In oktober vorig jaar schreef ik in mijn column dat we het toen gesloten herfstakkoord een kans moesten geven. Economen waren blij met dat begrotingsakkoord. Zij vonden de maatregelen goed voor de werkgelegenheid. Er werd minder bezuinigd dan aanvankelijk de bedoeling was en dat zou leiden tot economische groei. Ook waren er andere lichtpuntjes: onze export steeg, het consumentenvertrouwen en het producentenvertrouwen namen toe en de huizenmarkt leek in beweging te komen.
Deze maand kwam het Centraal Plan Bureau (CPB) met de nieuwste ramingen. De Nederlandse economie groeit dit jaar met 0,75 procent en 1,25 procent volgend jaar. Uit herberekeningen blijkt dat het begrotingstekort in het afgelopen jaar 2,9 procent was, onder de Europese norm van 3 procent. Dit jaar is het begrotingstekort eveneens 2,9 procent, volgend jaar daalt dit naar 2,1 procent. Door deze cijfers hoeft het kabinet niet verder te bezuinigen.
Vorig jaar kromp de binnenlandse economie met 7 procent, dit jaar wordt een groei verwacht van 4 procent. De export en import stijgen. De werkloosheid stijgt dit jaar helaas nog naar 650.000 werklozen. Volgend jaar daalt dit naar verwachting naar 635.000 personen door de toenemende bedrijvigheid. In januari zijn 12.000 woningen verkocht. Dat is meer dan twee keer zoveel ten opzichte van dezelfde maand een jaar geleden.

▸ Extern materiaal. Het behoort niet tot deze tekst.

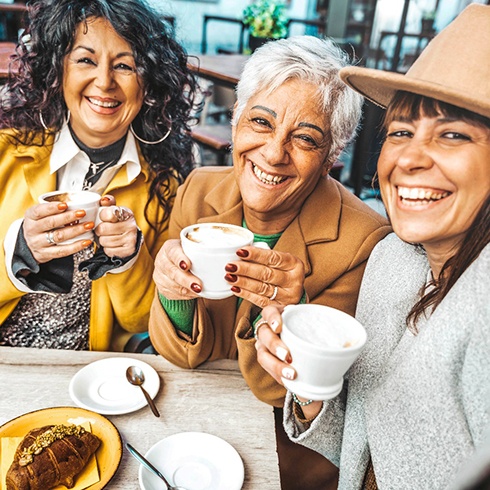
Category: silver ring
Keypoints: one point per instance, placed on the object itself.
(50, 238)
(259, 324)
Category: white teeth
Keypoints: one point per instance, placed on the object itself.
(419, 194)
(267, 178)
(100, 103)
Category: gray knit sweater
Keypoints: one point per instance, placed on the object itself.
(418, 405)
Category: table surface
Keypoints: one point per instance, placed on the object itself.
(13, 7)
(213, 399)
(6, 49)
(224, 69)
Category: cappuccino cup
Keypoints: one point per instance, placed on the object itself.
(209, 247)
(87, 200)
(324, 342)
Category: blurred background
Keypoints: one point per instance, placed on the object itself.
(384, 34)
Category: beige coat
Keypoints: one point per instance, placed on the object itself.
(333, 235)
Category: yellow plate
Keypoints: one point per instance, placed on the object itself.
(109, 453)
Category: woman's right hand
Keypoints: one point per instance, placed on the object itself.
(172, 274)
(45, 226)
(273, 355)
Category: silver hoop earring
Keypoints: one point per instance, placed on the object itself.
(150, 142)
(43, 124)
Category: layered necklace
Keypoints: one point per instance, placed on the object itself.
(100, 159)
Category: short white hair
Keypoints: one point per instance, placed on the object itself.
(312, 60)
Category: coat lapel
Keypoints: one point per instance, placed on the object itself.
(317, 222)
(36, 168)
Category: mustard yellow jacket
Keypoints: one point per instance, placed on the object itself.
(117, 299)
(333, 235)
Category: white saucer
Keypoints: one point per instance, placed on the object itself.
(195, 461)
(102, 386)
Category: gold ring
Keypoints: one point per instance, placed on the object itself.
(259, 324)
(122, 214)
(50, 238)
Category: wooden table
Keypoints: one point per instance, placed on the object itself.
(223, 69)
(6, 50)
(213, 399)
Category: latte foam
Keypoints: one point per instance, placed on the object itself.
(317, 329)
(215, 235)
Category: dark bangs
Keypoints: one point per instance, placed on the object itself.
(413, 106)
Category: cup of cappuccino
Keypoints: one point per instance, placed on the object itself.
(323, 342)
(210, 246)
(86, 200)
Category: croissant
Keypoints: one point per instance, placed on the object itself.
(50, 456)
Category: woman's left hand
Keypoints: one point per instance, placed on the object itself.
(117, 230)
(266, 277)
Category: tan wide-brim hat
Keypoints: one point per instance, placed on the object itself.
(453, 68)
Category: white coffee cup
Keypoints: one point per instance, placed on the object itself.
(323, 342)
(209, 247)
(87, 200)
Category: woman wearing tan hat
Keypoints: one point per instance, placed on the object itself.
(416, 403)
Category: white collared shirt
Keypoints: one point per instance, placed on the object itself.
(72, 164)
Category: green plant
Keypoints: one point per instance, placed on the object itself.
(266, 18)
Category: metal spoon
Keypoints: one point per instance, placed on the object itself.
(150, 467)
(135, 376)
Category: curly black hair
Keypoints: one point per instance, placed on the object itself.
(34, 91)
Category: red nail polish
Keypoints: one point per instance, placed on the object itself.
(231, 277)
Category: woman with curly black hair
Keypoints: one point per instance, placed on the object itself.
(100, 100)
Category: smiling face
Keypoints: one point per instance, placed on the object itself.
(280, 147)
(101, 88)
(434, 176)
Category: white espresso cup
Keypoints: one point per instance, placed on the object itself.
(209, 247)
(323, 342)
(87, 200)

De voorspellingen van de economen zijn volgens de vermeldde gegevens dus uitgekomen. En dat is een goede zaak. De oppositiepartijen in Den Haag willen nu belastingverlaging zodat de burgers netto meer te besteden hebben en de economie verder aanjagen. Het kabinet wil dat nog niet, zij willen eerst even rustig afwachten. Het maakt eigenlijk niet uit wat ze doen. Als wij blijven doen wat we het afgelopen half jaar hebben gedaan – namelijk steeds meer produceren en meer consumeren – dan komt het vanzelf goed. We klimmen uit het dal, de eerste stap is gezet, en nu erop en erover.